Mr. Colgrass completed his bachelor’s degree, in performance and composition, in 1954. He also studied with the composers Darius Milhaud, at Aspen in 1953, and Lukas Foss, at Tanglewood in 1954.
After service in the Army, during which he played timpani in the Seventh Army Symphony Orchestra, Mr. Colgrass moved to New York, where he studied further with the composers Wallingford Riegger and Ben Weber. He continued to compose but supported himself, in the late 1950s and into the ’60s, as a freelance percussionist.
His steadiest job was in the pit band for the premiere run of “West Side Story.” But he also participated in recording sessions — most notably for Columbia’s “Stravinsky Conducts Stravinsky” series — and performed with the American Ballet Theater, the New York Philharmonic and several jazz ensembles.
By the mid-1960s Mr. Colgrass was getting enough commissions to give up most of his performing work. In 1964 he won a Guggenheim scholarship to work in Copenhagen, where at a record session he met Ulla Damgaard, a Danish journalist. They married in 1966. She survives him, as do their son, Neal, and a sister, Gloria Lokay.
Mr. Colgrass and his family moved to Toronto in 1974, and he took dual citizenship. He continued to receive commissions from some of the largest American orchestras, including the Chicago Symphony and the New York Philharmonic.
His Pulitzer-winning work, “Deja Vu for Percussion Quartet and Orchestra,” was commissioned by the New York Philharmonic and had its world premiere with that orchestra in October 1977.
Mr. Colgrass also studied neuro-linguistic programming, a form of therapy to help people sharpen their communication and creative skills. He wrote about these techniques in his first book, “My Lessons With Kumi: How I Learned to Perform With Confidence in Life and Work” (2000), and used them not only in master classes with young musicians, but also in lectures for sports teams and corporations.
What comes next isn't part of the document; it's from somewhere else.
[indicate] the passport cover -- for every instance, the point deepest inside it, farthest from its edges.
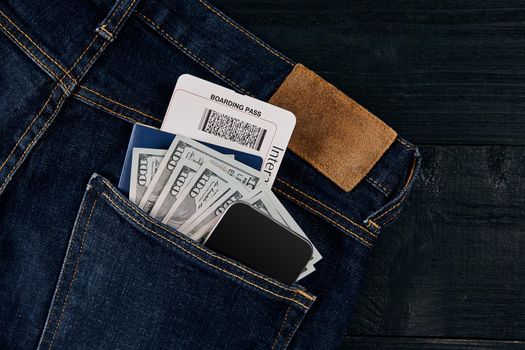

And he developed a system of graphic notation, to help children compose before they learned to notate; the system has been adopted by schools in the United States and Canada.
Composing, though, was always the center of Mr. Colgrass’s creative life.
“You need things to live,” he told the Chicago broadcaster Bruce Duffy in a 1986 interview. “Camus said, ‘I write for the same reason I swim, because my body needs it.’ Well, my body needs good music, and if I don’t have it I don’t feel right. As a composer, if I don’t compose for a certain amount of time, I begin to feel odd and funny. I begin to get irritable, and a lot of things begin to go awry.
“That’s something that has become part of my working life,” he added. “It’s a challenge that makes me feel my best.”